Onurlu büyükelçi 2

Onurlu büyükelçi 2

03.09.2023 03:00
Güncellenme:
Takip Et:

Sevgili,

1983’ün aralık ayında. Metris Askeri Cezaevi’ndeyiz. Bir hafta kadar önce Barış Derneği davasında karar verilmiş, çoğunluk TCK 141-142. maddelerden hüküm giymiş ve hükümle birlikte, yeniden tutuklanarak Metris Cezaevi’ne konmuşuz. Prostat kanseri olan Başkan Mahmut Dikerdem de bizimle birlikte. Şimdi tedavisi için tekrar Kasımpaşa Asker Hastanesi’ne götürülüyordu. Sağmalcılar’a sevkimizden sonra da Orhan Apaydın cezaevi hastanesine götürülecekti.

Kasımpaşa Asker Hastanesi’ne nakledileceği sabah hepimiz Başkan Mahmut Bey ile konuştuk, vedalaştık. Koğuşun kapısı açıldı, gelmişlerdi. Beklenen bir işlem olduğundan fazla üstünde durmuyorduk. Sadece Doğan Bey sonradan, ben gelenlerde gergin bir hava hissetmiştim diyecekti.

Neyse Mahmut Bey ve askerler çıktılar, kapı kapandı. Herkes kendi işine dönerken koğuşun kapısı önünde yüksek sesli tartışmalar duyduk. Ne olduğunu anlamak üzere hepimiz kulaklarımızı kapıya ve duvara yasladık.

Koğuşta herkes kulağını kalın koridor duvarına yapıştırmış, bir şeyler duyabilmeye çalışıyor. Koridorda Mahmut Dikerdem, kendisini Kasımpaşa Asker Hastanesi’ne götürecek olan timin komutanı ile tartışıyor.

***

Küp gibi sağır olan Doğan Bey’in de o haliyle duvara yapışıp dinlemesi hem de iki kulağı içinde en duymayanını yaslamasını fark eden olsaydı o gergin hava bir nebze dağılırdı; ama o hengâmede kimse bunu fark etmedi.

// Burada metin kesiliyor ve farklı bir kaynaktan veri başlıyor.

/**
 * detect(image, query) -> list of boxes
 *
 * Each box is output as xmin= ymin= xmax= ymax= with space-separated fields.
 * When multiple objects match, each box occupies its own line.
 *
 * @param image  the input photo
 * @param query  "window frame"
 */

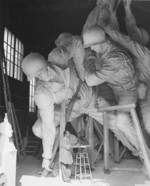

Arada, kesik kesik Mahmut Bey’in sesi geliyordu:

- Hayır soyunmuyorum efendim...

- Ben Türkiye Cumhuriyeti’ni yurtdışında temsil etmiş adamım, bir manga asker önünde soyunmam efendim...

- Hastaneye de gitmiyorum, tedavi de istemiyorum... Beni koğuşuma iade edin!...

Bu tartışma ne kadar sürdü bilemiyorum. Bir süre sonra Mahmut Bey’in zaferiyle sonuçlandı. Yabancı ülkelerde, uluslararası kuruluşlarda Türkiye Cumhuriyeti’ni temsil eden onurlu büyükelçi ülkesinin onurunu kendi askerine karşı savunuyordu. Mahmut Bey askerlerin önünde çırılçıplak soyunmadan Kasımpaşa Askeri Hastanesi’nin yolunu tutmuştu. Komutanın devletin büyükelçisinin burnunu sürtme tutkusu dinmemiş meğer! Onu da yıllar sonra öğrenecektim.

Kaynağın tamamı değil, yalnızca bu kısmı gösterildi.